Back then, we had one TV, or radio, in the house — not a TV in every room. And the TV had a small screen the size of a handkerchief (remember them?), not a screen the size of the state of Montana . In the kitchen, we blended and stirred by hand because we didn’t have electric machines to do everything for us. When we packaged a fragile item to send in the mail, we used wadded up old newspapers to cushion it, not Styrofoam or plastic bubble wrap. Back then, we didn’t fire up an engine and burn gasoline just to cut the lawn. We used a push mower that ran on human power. We exercised by working so we didn’t need to go to a health club to run on treadmills that operate on electricity.

But she’s right; we didn’t have the green thing back then.

We drank from a fountain when we were thirsty instead of using a cup or a plastic bottle every time we had a drink of water. We refilled writing pens with ink instead of buying a new pen, and we replaced the razor blades in a razor instead of throwing away the whole razor just because the blade got dull.

But we didn’t have the green thing back then.

Back then, people took the streetcar or a bus and kids rode their bikes to school or walked instead of turning their moms into a 24-hour taxi service. We had one electrical outlet in a room, not an entire bank of sockets to power a dozen appliances. And we didn’t need a computerized gadget to receive a signal beamed from satellites 23,000 miles out in space in order to find the nearest burger joint.

But isn’t it sad the current generation laments how wasteful we old folks were just because we didn’t have the green thing back then?

Please forward this on to another selfish old person who needs a lesson in conservation from a smartass young person…

We don’t like being old in the first place, so it doesn’t take much to piss us off.


When I started reading this email, I liked it. But as I read on, I started to get a little annoyed. It’s true, people used to do a lot more things by hand / without electricity.  People also spent more money to buy things that lasted longer than a year/season. And people were also not as quick to replace things that weren’t broken just because they were no longer fashionable. But I wonder how many of these “old people” still do all of these things? It would be great if they did! It seems to me that the “old people” were the ones who adopted all of the conveniences that this writer is criticizing.

I don’t buy bottled water, I ride my bike to the store if I can fit what I need in my basket, I would love to take a streetcar or trolley downtown but Minneapolis ripped out all of their streetcar lines in the 1950s (see my previous post about MSP’s steetcars), I have quite a few friends who use reusable diapers (no kids myself), and I used to cover my books with paper bags.
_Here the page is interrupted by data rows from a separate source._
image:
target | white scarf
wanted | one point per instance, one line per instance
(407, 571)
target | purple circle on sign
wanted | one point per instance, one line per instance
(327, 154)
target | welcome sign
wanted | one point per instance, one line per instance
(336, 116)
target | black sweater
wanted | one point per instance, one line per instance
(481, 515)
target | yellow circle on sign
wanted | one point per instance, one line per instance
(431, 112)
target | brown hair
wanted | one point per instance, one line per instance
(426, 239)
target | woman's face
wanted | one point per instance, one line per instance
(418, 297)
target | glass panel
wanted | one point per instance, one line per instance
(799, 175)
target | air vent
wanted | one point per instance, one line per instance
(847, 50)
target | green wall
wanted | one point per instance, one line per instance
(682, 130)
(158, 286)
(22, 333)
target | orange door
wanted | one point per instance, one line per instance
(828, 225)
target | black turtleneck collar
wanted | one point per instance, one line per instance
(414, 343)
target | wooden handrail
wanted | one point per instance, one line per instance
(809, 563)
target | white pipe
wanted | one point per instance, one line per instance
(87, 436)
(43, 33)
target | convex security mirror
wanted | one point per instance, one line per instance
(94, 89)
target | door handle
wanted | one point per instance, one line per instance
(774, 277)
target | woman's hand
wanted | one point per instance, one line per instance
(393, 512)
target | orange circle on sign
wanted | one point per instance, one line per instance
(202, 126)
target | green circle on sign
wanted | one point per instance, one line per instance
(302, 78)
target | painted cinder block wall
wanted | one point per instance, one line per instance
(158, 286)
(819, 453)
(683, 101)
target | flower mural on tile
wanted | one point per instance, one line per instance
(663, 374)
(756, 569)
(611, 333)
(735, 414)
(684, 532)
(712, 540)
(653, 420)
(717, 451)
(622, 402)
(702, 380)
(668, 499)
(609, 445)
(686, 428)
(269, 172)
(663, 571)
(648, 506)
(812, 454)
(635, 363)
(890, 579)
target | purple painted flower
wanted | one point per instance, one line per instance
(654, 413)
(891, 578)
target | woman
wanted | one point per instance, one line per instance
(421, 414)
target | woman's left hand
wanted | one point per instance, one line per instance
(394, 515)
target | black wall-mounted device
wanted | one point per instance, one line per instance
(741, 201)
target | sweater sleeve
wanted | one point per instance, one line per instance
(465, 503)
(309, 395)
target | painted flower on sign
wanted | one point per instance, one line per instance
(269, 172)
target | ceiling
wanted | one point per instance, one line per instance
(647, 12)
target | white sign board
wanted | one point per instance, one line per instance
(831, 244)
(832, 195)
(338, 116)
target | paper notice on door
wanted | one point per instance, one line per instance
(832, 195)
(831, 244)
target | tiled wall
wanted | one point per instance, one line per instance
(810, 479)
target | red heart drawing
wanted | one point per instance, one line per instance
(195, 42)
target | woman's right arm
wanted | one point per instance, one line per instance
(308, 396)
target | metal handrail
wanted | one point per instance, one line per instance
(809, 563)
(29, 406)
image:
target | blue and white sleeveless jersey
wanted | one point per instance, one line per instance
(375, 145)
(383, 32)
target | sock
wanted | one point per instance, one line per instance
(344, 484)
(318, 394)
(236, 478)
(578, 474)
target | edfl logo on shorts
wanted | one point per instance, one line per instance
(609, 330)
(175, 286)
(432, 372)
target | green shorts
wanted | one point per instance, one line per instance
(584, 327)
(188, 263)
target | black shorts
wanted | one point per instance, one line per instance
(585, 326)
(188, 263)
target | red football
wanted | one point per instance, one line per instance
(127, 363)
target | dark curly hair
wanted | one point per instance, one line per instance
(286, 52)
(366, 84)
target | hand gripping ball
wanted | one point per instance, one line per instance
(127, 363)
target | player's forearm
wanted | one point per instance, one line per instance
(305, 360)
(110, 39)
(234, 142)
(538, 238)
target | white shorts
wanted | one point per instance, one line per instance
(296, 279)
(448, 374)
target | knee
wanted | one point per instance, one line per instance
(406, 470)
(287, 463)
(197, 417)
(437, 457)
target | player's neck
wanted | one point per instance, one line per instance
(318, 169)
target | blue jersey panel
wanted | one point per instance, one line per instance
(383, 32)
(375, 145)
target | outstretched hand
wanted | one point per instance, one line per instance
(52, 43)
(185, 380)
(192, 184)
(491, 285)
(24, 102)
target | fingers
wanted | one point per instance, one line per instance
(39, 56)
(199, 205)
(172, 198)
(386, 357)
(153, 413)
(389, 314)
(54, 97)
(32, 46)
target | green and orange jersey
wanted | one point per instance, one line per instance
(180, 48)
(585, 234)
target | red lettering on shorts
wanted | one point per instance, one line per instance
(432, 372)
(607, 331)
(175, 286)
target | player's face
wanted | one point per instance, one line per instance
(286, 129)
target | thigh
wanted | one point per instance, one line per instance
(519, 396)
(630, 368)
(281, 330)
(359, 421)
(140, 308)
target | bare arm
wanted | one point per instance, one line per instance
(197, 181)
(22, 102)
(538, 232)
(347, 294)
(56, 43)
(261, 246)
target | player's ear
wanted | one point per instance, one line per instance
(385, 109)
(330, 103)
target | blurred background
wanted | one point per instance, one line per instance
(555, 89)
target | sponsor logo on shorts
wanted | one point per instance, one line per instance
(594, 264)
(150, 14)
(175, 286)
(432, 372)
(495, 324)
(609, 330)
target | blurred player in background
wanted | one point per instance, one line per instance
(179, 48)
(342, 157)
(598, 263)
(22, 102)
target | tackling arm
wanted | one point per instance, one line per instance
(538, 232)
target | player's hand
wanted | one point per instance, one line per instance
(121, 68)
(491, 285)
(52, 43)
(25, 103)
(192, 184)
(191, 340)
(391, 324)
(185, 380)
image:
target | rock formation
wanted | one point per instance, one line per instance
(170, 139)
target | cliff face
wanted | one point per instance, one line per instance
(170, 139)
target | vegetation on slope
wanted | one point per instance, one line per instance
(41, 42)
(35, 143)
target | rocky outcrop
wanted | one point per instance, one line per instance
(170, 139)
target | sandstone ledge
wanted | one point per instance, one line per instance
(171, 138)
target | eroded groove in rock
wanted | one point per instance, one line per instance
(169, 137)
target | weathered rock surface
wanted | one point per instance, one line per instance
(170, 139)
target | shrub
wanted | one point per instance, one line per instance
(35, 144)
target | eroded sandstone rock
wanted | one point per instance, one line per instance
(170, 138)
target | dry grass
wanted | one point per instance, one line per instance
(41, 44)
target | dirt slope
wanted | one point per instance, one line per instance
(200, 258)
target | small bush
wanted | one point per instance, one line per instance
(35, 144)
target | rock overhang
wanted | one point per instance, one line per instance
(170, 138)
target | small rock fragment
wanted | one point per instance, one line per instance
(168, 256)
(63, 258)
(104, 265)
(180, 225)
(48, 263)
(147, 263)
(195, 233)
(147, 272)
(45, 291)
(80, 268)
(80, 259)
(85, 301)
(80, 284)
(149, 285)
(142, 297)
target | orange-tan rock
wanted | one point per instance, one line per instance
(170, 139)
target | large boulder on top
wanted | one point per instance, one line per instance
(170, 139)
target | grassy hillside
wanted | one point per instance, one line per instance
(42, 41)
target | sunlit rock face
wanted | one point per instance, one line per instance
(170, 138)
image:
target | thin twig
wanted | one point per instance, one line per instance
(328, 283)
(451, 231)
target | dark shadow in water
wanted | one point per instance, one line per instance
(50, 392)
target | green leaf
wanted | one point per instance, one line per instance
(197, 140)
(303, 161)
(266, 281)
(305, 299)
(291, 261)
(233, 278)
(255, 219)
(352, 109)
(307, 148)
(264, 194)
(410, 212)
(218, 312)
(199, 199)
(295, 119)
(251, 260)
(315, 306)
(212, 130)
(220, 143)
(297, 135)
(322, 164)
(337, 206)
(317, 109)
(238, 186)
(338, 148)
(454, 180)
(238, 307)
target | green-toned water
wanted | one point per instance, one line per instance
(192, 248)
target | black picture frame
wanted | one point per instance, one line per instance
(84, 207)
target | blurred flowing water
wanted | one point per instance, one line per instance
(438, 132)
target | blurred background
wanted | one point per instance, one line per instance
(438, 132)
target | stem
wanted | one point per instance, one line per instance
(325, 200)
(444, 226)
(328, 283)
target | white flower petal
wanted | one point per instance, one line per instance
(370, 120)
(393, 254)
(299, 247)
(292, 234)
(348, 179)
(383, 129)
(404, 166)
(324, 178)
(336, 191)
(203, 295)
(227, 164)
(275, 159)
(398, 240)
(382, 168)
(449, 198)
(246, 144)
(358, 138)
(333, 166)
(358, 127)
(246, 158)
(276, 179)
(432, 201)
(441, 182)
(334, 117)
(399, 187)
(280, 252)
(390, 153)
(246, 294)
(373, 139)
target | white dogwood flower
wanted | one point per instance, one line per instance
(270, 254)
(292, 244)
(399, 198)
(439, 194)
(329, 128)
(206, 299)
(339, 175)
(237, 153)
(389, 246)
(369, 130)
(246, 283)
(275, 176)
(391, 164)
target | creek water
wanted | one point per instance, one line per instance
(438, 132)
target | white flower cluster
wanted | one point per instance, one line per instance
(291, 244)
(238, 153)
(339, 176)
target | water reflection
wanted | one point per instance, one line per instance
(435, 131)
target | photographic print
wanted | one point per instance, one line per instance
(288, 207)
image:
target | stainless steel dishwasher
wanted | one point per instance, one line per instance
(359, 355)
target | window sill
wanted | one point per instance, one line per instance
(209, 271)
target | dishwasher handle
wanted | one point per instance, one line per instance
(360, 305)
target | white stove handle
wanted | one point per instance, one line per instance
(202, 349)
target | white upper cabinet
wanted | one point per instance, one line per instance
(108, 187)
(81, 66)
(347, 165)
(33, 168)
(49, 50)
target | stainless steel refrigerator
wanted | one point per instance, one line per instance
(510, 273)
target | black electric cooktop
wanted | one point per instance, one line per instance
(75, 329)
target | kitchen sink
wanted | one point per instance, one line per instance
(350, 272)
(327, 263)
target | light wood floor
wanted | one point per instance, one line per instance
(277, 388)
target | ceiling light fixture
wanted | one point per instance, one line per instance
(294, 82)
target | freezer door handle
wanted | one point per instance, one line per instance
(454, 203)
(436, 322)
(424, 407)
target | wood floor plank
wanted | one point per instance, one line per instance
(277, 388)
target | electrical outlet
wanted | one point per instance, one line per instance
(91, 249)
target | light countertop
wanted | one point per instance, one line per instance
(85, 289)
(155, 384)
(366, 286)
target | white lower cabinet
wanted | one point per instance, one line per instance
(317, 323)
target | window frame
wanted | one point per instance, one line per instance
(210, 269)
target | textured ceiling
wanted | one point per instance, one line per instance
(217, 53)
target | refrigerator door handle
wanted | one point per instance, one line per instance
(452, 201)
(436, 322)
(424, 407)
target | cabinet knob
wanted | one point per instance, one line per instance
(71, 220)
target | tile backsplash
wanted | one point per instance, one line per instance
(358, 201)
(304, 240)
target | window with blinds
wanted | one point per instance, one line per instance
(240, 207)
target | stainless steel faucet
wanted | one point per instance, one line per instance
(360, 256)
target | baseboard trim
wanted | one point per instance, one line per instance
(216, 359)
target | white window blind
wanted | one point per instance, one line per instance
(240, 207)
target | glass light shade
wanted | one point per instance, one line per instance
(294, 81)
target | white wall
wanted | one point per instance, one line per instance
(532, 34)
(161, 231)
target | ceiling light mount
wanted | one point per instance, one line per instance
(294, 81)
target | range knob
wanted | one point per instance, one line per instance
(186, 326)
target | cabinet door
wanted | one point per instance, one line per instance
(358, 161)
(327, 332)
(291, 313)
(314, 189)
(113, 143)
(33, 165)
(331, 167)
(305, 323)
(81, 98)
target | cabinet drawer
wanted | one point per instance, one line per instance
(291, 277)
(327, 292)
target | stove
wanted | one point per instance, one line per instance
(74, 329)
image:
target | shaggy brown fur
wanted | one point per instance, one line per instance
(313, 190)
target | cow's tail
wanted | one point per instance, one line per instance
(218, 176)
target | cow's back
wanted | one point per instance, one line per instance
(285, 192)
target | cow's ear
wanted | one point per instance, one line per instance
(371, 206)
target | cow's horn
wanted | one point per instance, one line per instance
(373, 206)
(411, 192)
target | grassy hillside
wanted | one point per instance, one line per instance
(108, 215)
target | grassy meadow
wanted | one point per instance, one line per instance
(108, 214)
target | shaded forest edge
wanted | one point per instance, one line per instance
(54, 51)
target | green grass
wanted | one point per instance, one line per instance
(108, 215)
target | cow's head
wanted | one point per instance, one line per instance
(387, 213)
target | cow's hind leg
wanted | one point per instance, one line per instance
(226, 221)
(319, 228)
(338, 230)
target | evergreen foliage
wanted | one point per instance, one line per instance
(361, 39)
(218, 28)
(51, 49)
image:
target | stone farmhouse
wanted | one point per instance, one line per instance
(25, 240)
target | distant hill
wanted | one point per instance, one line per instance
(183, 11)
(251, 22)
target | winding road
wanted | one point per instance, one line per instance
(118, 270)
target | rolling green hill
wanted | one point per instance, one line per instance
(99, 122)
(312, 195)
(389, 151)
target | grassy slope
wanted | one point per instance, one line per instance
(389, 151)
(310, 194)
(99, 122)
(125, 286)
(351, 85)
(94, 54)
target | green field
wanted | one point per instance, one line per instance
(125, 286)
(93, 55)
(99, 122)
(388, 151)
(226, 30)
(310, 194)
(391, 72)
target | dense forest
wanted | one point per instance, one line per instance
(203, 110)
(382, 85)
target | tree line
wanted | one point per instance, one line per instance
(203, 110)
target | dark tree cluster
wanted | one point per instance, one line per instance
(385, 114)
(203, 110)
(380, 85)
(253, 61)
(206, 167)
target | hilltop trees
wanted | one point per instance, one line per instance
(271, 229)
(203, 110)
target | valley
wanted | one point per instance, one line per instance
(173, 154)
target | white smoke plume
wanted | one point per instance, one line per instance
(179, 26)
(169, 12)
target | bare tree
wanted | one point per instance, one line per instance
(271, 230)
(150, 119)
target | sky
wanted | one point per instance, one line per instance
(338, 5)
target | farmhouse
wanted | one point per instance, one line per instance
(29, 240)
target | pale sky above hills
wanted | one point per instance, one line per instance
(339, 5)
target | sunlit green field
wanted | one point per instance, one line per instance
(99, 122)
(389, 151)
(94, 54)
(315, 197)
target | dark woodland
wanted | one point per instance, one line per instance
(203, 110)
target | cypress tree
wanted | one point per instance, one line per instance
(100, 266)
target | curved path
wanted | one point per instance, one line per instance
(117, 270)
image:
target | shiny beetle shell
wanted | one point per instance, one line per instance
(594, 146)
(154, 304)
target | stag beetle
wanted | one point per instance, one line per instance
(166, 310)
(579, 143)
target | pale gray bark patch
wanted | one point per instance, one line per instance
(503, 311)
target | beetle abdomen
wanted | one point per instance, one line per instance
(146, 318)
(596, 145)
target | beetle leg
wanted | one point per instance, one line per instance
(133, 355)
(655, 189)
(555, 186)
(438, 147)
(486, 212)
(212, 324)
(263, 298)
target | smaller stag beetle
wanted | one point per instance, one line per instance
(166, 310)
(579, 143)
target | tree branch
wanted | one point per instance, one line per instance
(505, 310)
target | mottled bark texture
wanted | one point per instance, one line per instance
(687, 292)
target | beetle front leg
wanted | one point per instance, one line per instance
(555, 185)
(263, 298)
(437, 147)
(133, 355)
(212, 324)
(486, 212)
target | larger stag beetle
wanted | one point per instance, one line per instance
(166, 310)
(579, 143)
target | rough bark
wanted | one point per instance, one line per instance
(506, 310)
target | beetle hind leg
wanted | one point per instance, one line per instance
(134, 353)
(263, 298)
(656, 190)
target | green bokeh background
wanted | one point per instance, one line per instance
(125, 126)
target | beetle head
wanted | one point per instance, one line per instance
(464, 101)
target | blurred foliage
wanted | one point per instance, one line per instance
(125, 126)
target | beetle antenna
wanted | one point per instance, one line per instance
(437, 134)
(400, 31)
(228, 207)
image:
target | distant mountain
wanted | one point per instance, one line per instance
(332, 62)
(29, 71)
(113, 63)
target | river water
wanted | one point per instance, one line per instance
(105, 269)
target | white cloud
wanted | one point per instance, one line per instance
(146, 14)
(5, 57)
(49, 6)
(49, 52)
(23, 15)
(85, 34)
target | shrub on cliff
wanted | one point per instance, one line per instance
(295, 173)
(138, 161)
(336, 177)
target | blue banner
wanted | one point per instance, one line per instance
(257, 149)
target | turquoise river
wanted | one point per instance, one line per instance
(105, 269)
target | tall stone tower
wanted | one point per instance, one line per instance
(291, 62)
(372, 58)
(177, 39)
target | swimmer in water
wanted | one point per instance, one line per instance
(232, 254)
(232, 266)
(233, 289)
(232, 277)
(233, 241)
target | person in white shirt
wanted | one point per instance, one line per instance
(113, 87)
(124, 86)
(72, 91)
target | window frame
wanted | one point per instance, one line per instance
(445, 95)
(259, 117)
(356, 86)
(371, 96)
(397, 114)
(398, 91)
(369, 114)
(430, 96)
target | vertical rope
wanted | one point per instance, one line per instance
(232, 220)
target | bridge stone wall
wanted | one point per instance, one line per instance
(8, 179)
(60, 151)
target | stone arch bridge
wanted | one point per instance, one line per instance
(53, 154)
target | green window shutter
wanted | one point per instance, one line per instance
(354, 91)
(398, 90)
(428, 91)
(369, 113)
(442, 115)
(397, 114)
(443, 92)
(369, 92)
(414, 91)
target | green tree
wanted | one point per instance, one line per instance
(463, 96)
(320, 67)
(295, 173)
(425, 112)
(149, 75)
My husband and I have been making a conscious effort to consume less stuff (cause in the end, most of it is just stuff) for the last two years. For the last 6 months, I’ve refused to buy anything made in China if I can avoid it. Clothes are absolutely no exceptions, but it gets tough with electronics. It’s been my experience that items made in China just do not last, and they’re not meant to. These items are produced quickly and cheaply, and are meant to be replaced after a year or two.  It got a little tricky around Christmas, but I did it! My hubby embraced my goal, and all of the gifts he gave me were made in the U.S.

What are your thoughts about this email? Are you a “smartass young person” who likes to be green, or are you one of the “old people” who knows the real meaning of green?